Euler’s identity is widely regarded as the prime example of mathematical beauty. In this post we’ll rediscover it using high school math and a bit of common sense.

Contents:

Euler’s formula and Euler’s identity

You’re here, so you probably know the identity is

\[e^{i\cdot\pi}+1=0.\]

It ties up all the mathematical constants we know from high school, namely \(0,1,e,\pi\) and \(i=\sqrt{-1}\) in one surprisingly neat formula. What’s even more surprising is that this identity is effectively a special case of Euler’s formula:

\[e^{i\cdot x}=\mathrm{cos}(x)+i\cdot\mathrm{sin}(x).\]

Don’t see it? Plug in \(x=\pi\) and remember that \(\mathrm{cos}(\pi)=-1, \mathrm{sin}(\pi)=0.\)

You could argue that this one is even more beautiful: the trig functions also make an appearance now. Richard Feynman went as far as to say that it’s “the most remarkable formula in mathematics”, but only after having shown experimentally that the formula is actually true. What I’m going to show you is heavily inspired by his take on the matter, but today you’ll help me do the experiment.

How do we calculate \(e^x\)?

Using Math.exp(x) would be cheating! But no worries, there’s a way to do it using only:

  1. An estimate of \(e\). \(2.718\) is good enough for me, but go ahead and use something better.
  2. Square roots (If the Babylonians could do it, so can we).
  3. The exponent rules:

    \[e^{a+b}=e^{a}\cdot e^{b},\] \[(e^{a})^{b}= e^{a \cdot b}.\]

Let’s calculate \(e^{3.626}\) as an example. Start by rewriting the exponent:

\[3.626 = 3 + 625/1000 + 1/1000.\]

Why are we even doing this?

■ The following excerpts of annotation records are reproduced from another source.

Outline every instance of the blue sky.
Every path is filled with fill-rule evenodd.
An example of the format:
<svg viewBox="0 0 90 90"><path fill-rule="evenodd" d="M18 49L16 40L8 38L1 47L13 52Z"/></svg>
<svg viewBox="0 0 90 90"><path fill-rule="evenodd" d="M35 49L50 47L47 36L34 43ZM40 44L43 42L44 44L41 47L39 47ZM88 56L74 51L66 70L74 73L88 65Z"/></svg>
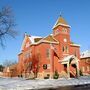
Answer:
<svg viewBox="0 0 90 90"><path fill-rule="evenodd" d="M6 38L6 48L0 47L0 63L18 60L24 32L46 36L62 12L71 26L71 40L81 45L81 51L90 49L90 0L0 0L0 8L11 6L19 36Z"/></svg>

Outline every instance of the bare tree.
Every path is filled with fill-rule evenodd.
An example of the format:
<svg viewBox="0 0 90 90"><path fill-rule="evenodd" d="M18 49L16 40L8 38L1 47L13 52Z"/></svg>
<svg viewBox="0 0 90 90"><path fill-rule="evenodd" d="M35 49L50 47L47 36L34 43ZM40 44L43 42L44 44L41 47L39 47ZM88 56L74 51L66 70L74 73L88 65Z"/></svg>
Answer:
<svg viewBox="0 0 90 90"><path fill-rule="evenodd" d="M15 30L15 22L10 7L3 7L0 10L0 45L4 47L4 41L7 36L15 38L17 31Z"/></svg>

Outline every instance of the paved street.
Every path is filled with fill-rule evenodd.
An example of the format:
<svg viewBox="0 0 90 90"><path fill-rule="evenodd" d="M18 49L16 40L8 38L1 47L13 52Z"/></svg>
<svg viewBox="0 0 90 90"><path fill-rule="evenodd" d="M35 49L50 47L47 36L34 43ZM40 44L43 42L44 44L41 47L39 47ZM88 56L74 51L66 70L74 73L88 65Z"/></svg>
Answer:
<svg viewBox="0 0 90 90"><path fill-rule="evenodd" d="M57 80L25 80L21 78L0 78L0 90L38 90L43 88L57 88L60 86L75 86L83 84L90 84L90 77L80 77L79 79L60 78Z"/></svg>

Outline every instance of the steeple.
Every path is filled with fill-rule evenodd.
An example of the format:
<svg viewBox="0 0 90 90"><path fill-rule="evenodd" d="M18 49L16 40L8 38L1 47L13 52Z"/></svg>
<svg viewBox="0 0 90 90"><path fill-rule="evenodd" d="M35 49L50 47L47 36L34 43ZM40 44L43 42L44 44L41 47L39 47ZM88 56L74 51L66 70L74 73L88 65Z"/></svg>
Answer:
<svg viewBox="0 0 90 90"><path fill-rule="evenodd" d="M57 26L65 26L65 27L70 27L68 23L65 21L65 19L62 17L60 14L58 20L56 21L55 25L53 26L53 29L56 28Z"/></svg>

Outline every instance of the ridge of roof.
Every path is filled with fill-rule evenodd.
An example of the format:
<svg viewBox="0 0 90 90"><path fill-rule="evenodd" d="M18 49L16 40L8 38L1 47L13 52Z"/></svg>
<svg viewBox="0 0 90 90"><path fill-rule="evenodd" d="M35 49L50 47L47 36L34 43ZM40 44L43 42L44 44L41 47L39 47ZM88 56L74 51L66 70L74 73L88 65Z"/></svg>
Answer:
<svg viewBox="0 0 90 90"><path fill-rule="evenodd" d="M71 27L71 26L68 25L68 23L65 21L65 19L64 19L62 16L60 16L60 17L57 19L55 25L53 26L53 29L56 28L56 27L59 26L59 25L61 25L61 26L66 26L66 27Z"/></svg>

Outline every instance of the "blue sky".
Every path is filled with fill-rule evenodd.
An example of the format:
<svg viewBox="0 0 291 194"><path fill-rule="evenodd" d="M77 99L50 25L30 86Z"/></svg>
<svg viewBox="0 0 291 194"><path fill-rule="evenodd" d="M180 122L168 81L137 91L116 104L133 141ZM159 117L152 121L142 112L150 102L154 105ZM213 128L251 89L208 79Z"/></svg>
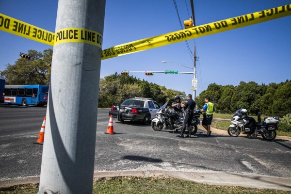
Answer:
<svg viewBox="0 0 291 194"><path fill-rule="evenodd" d="M191 16L190 0L176 0L179 17ZM197 26L291 3L291 0L194 0ZM187 6L186 6L187 4ZM0 0L0 13L54 32L57 0ZM172 0L107 0L102 49L181 30ZM14 64L19 52L52 47L0 31L0 71ZM291 79L291 16L188 41L196 45L198 94L212 83L278 83ZM191 71L170 62L193 66L185 42L103 60L101 78L128 71ZM193 94L191 74L131 73L168 88Z"/></svg>

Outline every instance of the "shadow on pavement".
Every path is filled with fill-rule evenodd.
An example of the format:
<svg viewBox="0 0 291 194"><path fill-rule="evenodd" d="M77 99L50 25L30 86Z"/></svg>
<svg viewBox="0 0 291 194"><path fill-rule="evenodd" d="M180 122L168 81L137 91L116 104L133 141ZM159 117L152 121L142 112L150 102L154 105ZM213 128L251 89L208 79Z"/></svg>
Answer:
<svg viewBox="0 0 291 194"><path fill-rule="evenodd" d="M122 157L124 159L130 160L131 161L137 161L142 162L162 162L162 160L156 158L144 157L140 156L128 155Z"/></svg>

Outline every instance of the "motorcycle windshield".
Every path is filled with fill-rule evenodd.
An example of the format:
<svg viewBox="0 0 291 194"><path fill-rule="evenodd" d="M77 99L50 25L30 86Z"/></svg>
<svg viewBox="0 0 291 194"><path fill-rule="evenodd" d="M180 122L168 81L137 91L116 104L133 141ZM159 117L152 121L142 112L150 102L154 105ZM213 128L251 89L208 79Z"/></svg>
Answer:
<svg viewBox="0 0 291 194"><path fill-rule="evenodd" d="M234 117L235 116L238 116L239 115L242 115L242 109L243 109L243 108L242 108L241 109L240 109L238 110L234 113L234 114L233 114L233 115L232 115L232 118Z"/></svg>
<svg viewBox="0 0 291 194"><path fill-rule="evenodd" d="M160 111L163 111L166 106L167 106L167 104L168 104L168 102L166 102L163 105L162 105L158 111L157 111L157 113L160 113Z"/></svg>

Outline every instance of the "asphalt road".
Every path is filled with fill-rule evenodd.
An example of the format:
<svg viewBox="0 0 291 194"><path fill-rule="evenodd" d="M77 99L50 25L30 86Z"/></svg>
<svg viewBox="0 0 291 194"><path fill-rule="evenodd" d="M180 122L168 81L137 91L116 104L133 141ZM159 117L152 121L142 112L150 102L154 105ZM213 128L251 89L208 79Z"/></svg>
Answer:
<svg viewBox="0 0 291 194"><path fill-rule="evenodd" d="M0 180L39 176L42 146L32 142L46 109L0 105ZM291 142L205 137L201 129L193 138L178 138L173 131L155 131L150 125L116 119L116 134L106 134L109 110L98 111L96 172L209 171L291 179Z"/></svg>

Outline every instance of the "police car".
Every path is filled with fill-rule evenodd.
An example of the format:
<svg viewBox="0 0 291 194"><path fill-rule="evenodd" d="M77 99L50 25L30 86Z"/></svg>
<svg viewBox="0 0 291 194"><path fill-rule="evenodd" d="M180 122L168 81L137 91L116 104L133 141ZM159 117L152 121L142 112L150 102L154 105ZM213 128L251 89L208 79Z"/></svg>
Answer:
<svg viewBox="0 0 291 194"><path fill-rule="evenodd" d="M135 97L126 99L122 103L115 103L109 111L109 115L117 118L118 121L142 121L148 125L155 118L161 106L152 98Z"/></svg>

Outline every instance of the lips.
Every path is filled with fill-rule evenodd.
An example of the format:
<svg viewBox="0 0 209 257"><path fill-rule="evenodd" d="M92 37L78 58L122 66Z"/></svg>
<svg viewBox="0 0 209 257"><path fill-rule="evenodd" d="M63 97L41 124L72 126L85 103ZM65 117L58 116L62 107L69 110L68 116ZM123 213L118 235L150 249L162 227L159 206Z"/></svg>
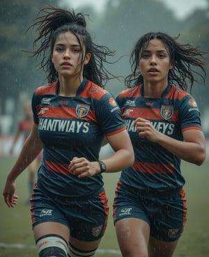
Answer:
<svg viewBox="0 0 209 257"><path fill-rule="evenodd" d="M159 70L156 68L152 68L148 70L148 72L159 72Z"/></svg>

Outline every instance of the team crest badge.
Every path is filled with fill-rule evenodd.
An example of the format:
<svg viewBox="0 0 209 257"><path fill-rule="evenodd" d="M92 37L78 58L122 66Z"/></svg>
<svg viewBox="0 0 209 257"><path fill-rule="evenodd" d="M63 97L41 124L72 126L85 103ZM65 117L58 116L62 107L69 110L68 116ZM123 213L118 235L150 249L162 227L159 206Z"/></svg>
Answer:
<svg viewBox="0 0 209 257"><path fill-rule="evenodd" d="M95 237L98 237L102 231L102 225L95 226L92 228L92 235Z"/></svg>
<svg viewBox="0 0 209 257"><path fill-rule="evenodd" d="M173 106L167 106L167 105L162 105L161 107L160 114L162 118L166 120L169 119L172 117L173 114Z"/></svg>
<svg viewBox="0 0 209 257"><path fill-rule="evenodd" d="M89 109L89 105L77 104L75 112L78 117L83 118L88 114Z"/></svg>

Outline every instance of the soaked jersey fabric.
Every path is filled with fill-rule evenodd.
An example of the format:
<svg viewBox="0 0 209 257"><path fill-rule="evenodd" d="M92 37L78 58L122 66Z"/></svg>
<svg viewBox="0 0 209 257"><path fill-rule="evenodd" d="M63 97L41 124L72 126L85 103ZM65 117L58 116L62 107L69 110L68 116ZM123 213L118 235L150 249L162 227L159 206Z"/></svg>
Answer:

Give me a sec.

Make sure you notice that

\[625/1000 = 5/8,\]

which gives:

\[e^{3.626} = e^{3\ +\ 5/8 \ +\ 1/1000} = e^{3}\cdot e^{5/8}\cdot e^{1/1000}.\]

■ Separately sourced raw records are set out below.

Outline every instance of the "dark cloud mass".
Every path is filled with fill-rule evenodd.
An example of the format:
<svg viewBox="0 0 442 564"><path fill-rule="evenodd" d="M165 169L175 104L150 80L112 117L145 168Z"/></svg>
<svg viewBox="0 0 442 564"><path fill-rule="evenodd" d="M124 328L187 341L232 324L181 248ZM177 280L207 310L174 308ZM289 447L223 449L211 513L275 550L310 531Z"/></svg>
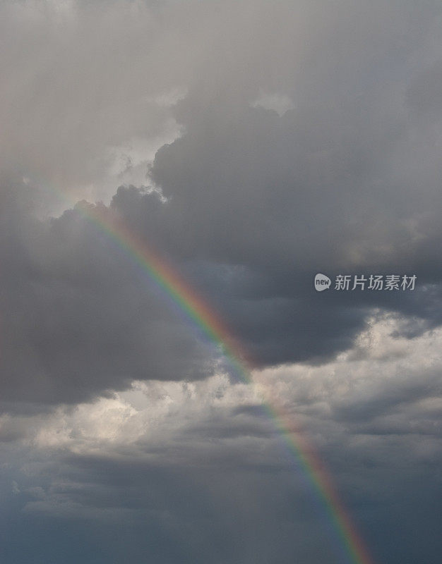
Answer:
<svg viewBox="0 0 442 564"><path fill-rule="evenodd" d="M440 561L441 24L431 0L1 4L2 563L347 564L263 397L374 563Z"/></svg>

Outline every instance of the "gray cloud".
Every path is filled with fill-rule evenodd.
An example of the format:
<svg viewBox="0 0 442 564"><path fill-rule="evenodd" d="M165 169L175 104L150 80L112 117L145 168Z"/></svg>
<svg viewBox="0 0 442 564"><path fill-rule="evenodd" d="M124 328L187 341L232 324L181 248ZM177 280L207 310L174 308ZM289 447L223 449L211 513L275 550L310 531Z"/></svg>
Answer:
<svg viewBox="0 0 442 564"><path fill-rule="evenodd" d="M260 392L375 561L438 563L441 20L403 0L2 4L5 563L345 561ZM213 307L256 386L85 197ZM318 293L318 271L417 288Z"/></svg>

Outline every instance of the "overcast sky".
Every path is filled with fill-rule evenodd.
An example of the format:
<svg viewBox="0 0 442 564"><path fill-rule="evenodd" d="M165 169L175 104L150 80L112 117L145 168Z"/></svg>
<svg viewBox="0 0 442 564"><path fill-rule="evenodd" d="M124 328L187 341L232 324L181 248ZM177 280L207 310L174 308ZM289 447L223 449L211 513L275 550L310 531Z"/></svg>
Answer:
<svg viewBox="0 0 442 564"><path fill-rule="evenodd" d="M438 564L440 1L4 0L0 89L1 562L354 564L271 397L374 563Z"/></svg>

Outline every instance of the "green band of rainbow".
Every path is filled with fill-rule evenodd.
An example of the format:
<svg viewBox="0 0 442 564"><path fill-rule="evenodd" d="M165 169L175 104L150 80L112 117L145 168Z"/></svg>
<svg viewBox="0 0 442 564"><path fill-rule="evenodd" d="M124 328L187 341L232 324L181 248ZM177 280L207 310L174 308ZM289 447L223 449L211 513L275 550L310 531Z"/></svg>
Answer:
<svg viewBox="0 0 442 564"><path fill-rule="evenodd" d="M93 205L77 206L83 215L107 233L132 260L136 262L149 278L182 309L209 338L220 346L224 355L242 379L253 384L247 360L231 333L219 316L208 306L171 266L162 259L145 241L129 231L124 223L117 219L108 208ZM364 543L352 522L349 514L334 488L312 446L296 429L289 416L275 398L263 399L263 405L270 419L283 437L287 448L301 467L328 518L340 539L349 561L355 564L373 564Z"/></svg>

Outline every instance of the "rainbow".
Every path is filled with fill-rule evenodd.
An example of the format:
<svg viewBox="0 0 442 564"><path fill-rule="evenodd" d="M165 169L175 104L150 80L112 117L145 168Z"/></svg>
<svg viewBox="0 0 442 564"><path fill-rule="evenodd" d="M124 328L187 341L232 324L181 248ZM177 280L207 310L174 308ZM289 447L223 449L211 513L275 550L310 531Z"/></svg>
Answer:
<svg viewBox="0 0 442 564"><path fill-rule="evenodd" d="M113 240L166 296L175 302L228 359L241 379L253 384L252 363L220 317L147 243L130 231L109 208L83 203L76 209ZM337 533L345 558L354 564L373 564L365 544L340 501L329 474L312 446L294 426L275 398L263 398L264 408L298 465Z"/></svg>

We can more or less easily calculate the three multiplicands on the right, but each requires his own treatment:

  1. \(e^{3}=e\cdot e \cdot e \approx 2.718 \cdot 2.718 \cdot 2.718 \approx 20.08.\)

    If you ever need a more accurate result, just plug in that fancier estimate of \(e\) you’ve got.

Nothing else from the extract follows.